Send this to all the parents you know, in appreciation for everything they do on a daily basis, letting them know they are appreciated for the fabulous job they do…or forward with love to anyone thinking of applying for the job.
AND A FOOTNOTE:
THERE IS NO RETIREMENT—EVER!
Sanity Test
It doesn’t hurt to take a hard look at yourself from time to time. This little test should get you started.
During a visit to the mental asylum, a visitor asked the Director what is the criteria which defines a patient to be institutionalized. “Well,” said the Director, “we fill up a bathtub, then we offer a teaspoon, a teacup, and a bucket to the patient and ask him or her to empty the bathtub.”
OK, here’s your test.
- Would you use the teaspoon?
- Would you use the teacup?
- Would you use the bucket?
“Oh, I understand,” said the visitor. “A normal person would use the bucket because it’s bigger than the spoon or teacup.”
“No,” said the Director, “a normal person would pull out the plug.”
Do you want a room with or without a view?

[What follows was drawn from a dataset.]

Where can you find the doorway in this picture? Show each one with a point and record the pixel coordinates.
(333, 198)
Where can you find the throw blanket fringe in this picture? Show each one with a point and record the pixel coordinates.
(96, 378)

—Contributed by Ron de Tuna
FBI Job Opening
For the final test, the FBI agents took one of the men to a large metal door and handed him a gun.
“We must know that you will follow your instructions no matter what the circumstances. Inside the room you will find your wife sitting in a chair. Kill her!”
The man said, “You can’t be serious. I could never shoot my wife.” The agent said, “Then you’re not the right man for this job. Take your wife and go home.”
The second man was given the same instructions. He took the gun and went into the room. All was quiet for about five minutes. The man came out with tears in his eyes. “I tried, but I can’t kill my wife.”
The agent said, “You don’t have what it takes. Take your wife and go home.”
Finally, it was the woman’s turn. She was given the same instructions, to kill her husband. She took the gun and went into the room. Shots were heard, one after another. They heard screaming, crashing, banging on the walls. After a few minutes, all was quiet. The door opened slowly and there stood the woman, She wiped the sweat from her brow.
“This gun is loaded with blanks,” she said. “I had to beat him to death with the chair.”
Ten Peeves that Dogs Have About Humans
- Blaming your farts on me. Not funny. Not funny at all!
- Yelling at me for barking. I’M A FRIGGIN’ DOG, YOU IDIOT!
- Taking me for a walk, then not letting me check stuff out. Exactly whose walk is this, anyway?
- Any trick that involves balancing food on my nose. Stop it!
- Any haircut that involves bows or ribbons. Now you know why we chew your stuff up when you’re not home.
- The sleight-of-hand, fake-fetch throw. You fooled a dog! Whoooo-hoooooooo, what a proud moment for the top of the food chain.
- Taking me to the vet for “the big snip,” then acting surprised when I freak out every time we go back!
- Getting upset when I sniff the crotches of your guests. Sorry, but I haven’t quite mastered that handshake thing yet.
- Dog sweaters. Hello?!? Haven’t you noticed the fur?
- How you act disgusted when I lick myself. Look, we both know the truth. You’re just jealous.
Now lay off me on some of these things. We both know who’s the boss here! You don’t see me picking up your poop, do you?